US Gambling to Keep Changing

US Gambling to Keep Changing Since 1970s when Americans could only gamble in Nevada, gambling in the United States has seen remarkable changes as land gambling became available in 38 states, lotteries in 43 and instead of being disputable as it once was, it has become a pastime enjoyed by one in four Americans responsibly and controllably.

Discussing the theme of the development of gambling in the country, a Chicago Tribune blogger Steve Chapman wrote an article in which he the restricted availability of gambling due to the public perception which regarded it as a socially unacceptable, noting that today the situation is completely the opposite - according to official American Gaming Association statistics, over 60 million Americans visit gambling establishments, and the [land] gambling industry contributes around 1 percent of the national US economy.

There has been a "...steady, gradual process of opening up freedom in this particular realm - a process that is not about to end,” noted Chapman, explaining: "That's because as more and more Americans have encountered legal gambling, they have discarded the exaggerated fears that once blocked it.
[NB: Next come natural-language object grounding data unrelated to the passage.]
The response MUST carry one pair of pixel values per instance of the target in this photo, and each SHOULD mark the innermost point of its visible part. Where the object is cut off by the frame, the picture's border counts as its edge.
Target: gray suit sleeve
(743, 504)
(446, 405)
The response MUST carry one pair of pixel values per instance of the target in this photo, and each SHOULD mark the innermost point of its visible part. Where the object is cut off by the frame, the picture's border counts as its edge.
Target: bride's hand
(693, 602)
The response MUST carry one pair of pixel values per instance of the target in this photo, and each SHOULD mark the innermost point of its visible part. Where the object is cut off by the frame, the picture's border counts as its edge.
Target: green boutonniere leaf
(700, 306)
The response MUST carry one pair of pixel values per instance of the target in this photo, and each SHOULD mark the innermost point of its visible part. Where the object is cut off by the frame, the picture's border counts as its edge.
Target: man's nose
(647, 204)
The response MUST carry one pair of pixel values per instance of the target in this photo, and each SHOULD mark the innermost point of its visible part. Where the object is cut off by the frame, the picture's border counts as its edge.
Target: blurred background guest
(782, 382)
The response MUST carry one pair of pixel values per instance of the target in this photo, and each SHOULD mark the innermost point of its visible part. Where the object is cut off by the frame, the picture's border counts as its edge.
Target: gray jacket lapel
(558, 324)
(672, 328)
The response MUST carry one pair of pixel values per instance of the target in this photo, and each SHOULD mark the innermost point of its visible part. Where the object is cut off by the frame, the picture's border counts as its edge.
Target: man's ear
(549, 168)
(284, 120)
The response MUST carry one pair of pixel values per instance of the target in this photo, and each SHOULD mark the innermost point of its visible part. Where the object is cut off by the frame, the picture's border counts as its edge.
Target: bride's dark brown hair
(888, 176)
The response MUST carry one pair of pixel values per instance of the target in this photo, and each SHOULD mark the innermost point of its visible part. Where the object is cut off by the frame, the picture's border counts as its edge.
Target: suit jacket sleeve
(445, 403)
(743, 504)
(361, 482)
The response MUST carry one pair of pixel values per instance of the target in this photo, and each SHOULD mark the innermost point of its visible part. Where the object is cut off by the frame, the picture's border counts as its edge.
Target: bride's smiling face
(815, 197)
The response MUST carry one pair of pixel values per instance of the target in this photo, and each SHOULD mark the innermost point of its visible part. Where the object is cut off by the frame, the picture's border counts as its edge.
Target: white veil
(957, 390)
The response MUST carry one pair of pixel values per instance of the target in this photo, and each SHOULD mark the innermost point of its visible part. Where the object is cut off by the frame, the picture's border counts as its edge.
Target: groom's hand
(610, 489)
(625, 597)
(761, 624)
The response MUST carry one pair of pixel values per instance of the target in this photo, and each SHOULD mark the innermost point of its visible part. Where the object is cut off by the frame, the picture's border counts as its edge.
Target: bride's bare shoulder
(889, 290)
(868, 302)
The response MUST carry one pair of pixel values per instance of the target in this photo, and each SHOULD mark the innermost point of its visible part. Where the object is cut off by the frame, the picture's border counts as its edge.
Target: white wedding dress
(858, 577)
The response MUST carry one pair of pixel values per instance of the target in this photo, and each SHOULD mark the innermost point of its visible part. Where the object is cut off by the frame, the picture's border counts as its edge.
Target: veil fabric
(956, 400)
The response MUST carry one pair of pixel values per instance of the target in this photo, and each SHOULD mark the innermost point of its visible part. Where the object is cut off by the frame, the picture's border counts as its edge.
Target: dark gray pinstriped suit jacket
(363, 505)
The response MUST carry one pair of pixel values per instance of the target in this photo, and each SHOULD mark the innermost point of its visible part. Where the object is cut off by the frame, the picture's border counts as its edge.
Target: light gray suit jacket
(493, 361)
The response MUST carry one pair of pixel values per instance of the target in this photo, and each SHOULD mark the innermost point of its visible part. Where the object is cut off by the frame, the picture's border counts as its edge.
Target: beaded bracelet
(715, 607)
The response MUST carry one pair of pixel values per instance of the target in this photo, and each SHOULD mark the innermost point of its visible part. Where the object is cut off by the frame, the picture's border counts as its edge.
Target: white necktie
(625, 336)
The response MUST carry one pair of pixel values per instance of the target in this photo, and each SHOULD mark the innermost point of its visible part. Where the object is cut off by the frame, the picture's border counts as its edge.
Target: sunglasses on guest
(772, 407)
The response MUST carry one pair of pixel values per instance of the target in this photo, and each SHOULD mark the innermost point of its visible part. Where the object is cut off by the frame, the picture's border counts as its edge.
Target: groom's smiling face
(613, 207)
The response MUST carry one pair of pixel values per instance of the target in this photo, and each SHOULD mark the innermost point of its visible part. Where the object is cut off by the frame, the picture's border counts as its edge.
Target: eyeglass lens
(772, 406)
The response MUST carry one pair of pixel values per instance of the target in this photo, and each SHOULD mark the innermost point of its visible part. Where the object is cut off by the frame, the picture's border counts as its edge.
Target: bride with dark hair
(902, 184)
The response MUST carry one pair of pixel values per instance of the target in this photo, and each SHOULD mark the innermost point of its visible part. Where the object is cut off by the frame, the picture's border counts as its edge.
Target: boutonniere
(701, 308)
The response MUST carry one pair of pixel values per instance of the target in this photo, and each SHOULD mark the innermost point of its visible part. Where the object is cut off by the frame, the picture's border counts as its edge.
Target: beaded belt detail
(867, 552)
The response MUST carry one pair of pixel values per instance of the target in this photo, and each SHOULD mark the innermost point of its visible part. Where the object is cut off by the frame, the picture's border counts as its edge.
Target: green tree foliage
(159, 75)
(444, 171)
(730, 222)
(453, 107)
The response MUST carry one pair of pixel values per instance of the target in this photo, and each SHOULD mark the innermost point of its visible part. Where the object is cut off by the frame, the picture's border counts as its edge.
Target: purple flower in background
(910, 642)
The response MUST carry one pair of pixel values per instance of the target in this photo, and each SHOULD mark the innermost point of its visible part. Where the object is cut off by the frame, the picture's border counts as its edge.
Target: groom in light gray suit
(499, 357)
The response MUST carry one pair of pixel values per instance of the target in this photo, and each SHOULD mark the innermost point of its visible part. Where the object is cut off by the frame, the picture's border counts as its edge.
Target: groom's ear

The vast majority of patrons, it turns out, don't become compulsive gamblers, don't blow the rent on blackjack and don't desert their families.

"Bringing a casino into a community is not likely to set off a wave of crime or social decay. Neither is allowing it in the home."

Relating this to online gambling, he noted that more states will surely follow the example of New Jersey, Delaware and Nevada in passing legalization laws, but that there’s still around 4 percent of Americans who keep playing on offshore sites, risking having their financial transactions disrupted by UIGEA. According to him, all this is owed to the confusing and in parts discriminatory political and legal environment in the US, which is actively preventing offshore operators from obtaining local licensing.

One of the reasons, according to Chapman, why major US land gambling companies are now getting behind legalization initiatives is to ensure that by doing so, they acquire the advantage.

"What lies ahead is not quite a wide-open, consumer-driven business. Still, it's a far better deal for customers than being denied a legal avenue to Internet betting," he concluded.